Zepeda-Mendoza, Marie Lisandra; Bohmann, Kristine; Carmona Baez, Aldo; Gilbert, M Thomas P
2016-05-03
DNA metabarcoding is an approach for identifying multiple taxa in an environmental sample using specific genetic loci and taxa-specific primers. When combined with high-throughput sequencing it enables the taxonomic characterization of large numbers of samples in a relatively time- and cost-efficient manner. One recent laboratory development is the addition of 5'-nucleotide tags to both primers producing double-tagged amplicons and the use of multiple PCR replicates to filter erroneous sequences. However, there is currently no available toolkit for the straightforward analysis of datasets produced in this way. We present DAMe, a toolkit for the processing of datasets generated by double-tagged amplicons from multiple PCR replicates derived from an unlimited number of samples. Specifically, DAMe can be used to (i) sort amplicons by tag combination, (ii) evaluate PCR replicates dissimilarity, and (iii) filter sequences derived from sequencing/PCR errors, chimeras, and contamination. This is attained by calculating the following parameters: (i) sequence content similarity between the PCR replicates from each sample, (ii) reproducibility of each unique sequence across the PCR replicates, and (iii) copy number of the unique sequences in each PCR replicate. We showcase the insights that can be obtained using DAMe prior to taxonomic assignment, by applying it to two real datasets that vary in their complexity regarding number of samples, sequencing libraries, PCR replicates, and used tag combinations.

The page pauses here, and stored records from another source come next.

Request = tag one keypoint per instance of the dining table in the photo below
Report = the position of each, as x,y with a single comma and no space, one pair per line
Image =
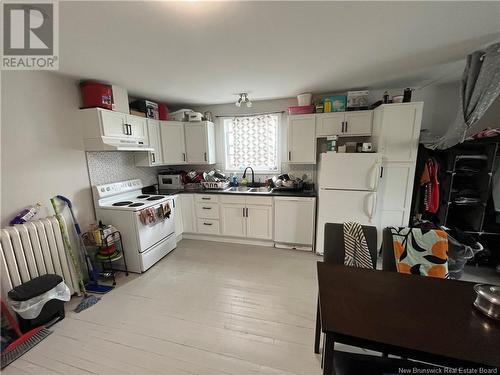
421,318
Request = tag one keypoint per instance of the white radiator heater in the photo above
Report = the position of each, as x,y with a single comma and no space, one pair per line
33,249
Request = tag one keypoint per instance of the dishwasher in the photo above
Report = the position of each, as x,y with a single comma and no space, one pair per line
294,222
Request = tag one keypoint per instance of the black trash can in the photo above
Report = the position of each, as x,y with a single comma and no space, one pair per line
52,310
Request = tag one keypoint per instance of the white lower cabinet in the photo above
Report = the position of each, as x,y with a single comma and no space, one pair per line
259,222
233,220
208,226
177,210
250,217
247,217
187,213
294,220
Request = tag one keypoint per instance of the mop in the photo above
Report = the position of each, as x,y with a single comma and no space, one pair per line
93,286
87,300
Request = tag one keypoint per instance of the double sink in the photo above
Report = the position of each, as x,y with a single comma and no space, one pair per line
246,189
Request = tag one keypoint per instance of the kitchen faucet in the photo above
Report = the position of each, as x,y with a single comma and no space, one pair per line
253,175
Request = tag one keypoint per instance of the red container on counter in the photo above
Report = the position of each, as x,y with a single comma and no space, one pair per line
163,111
301,109
95,94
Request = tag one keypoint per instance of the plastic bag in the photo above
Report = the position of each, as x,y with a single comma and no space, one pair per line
31,308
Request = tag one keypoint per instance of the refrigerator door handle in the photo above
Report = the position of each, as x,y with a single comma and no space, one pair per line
374,206
377,176
374,176
369,205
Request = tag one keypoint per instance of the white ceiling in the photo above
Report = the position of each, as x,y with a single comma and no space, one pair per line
206,52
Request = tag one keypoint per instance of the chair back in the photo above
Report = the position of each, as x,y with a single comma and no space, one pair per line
334,243
388,260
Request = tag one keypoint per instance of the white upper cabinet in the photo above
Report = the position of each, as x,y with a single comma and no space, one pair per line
396,129
344,124
121,125
109,130
200,142
302,139
358,123
138,127
172,142
114,124
154,157
329,124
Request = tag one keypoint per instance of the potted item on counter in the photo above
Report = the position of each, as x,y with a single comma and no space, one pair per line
357,100
335,103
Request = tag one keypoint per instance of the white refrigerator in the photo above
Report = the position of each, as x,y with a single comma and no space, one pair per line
348,184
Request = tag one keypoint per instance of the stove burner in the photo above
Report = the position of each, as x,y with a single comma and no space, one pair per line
124,203
136,204
155,197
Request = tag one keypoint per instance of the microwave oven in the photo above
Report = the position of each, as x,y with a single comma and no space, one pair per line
170,181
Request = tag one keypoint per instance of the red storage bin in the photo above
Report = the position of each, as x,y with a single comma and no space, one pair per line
95,94
163,111
301,109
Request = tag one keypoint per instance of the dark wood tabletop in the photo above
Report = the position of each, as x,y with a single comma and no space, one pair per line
421,317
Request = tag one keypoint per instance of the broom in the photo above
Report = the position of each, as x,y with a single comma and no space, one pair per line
23,342
87,300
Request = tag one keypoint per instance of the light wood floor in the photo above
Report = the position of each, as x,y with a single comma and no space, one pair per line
207,308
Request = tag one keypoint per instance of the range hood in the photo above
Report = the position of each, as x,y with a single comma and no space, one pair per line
114,144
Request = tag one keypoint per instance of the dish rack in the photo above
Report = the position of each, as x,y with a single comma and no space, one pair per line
215,185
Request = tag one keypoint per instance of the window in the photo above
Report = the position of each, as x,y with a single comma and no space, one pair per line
252,141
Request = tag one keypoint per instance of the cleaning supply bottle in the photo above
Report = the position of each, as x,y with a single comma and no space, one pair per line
26,214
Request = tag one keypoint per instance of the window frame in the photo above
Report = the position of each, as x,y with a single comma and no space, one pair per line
226,168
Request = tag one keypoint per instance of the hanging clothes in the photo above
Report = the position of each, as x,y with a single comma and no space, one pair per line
430,181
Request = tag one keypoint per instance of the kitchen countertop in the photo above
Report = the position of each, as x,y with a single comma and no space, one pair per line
276,193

Finally, we use a third mock dataset to demonstrate the impact and importance of filtering the sequences with DAMe. DAMe allows the user-friendly manipulation of amplicons derived from multiple samples with PCR replicates built in a single or multiple sequencing libraries. It allows the user to: (i) collapse amplicons into unique sequences and sort them by tag combination while retaining the sample identifier and copy number information, (ii) identify sequences carrying unused tag combinations, (iii) evaluate the comparability of PCR replicates of the same sample, and (iv) filter tagged amplicons from a number of PCR replicates using parameters of minimum length, copy number, and reproducibility across the PCR replicates. This enables an efficient analysis of complex datasets, and ultimately increases the ease of handling datasets from large-scale studies.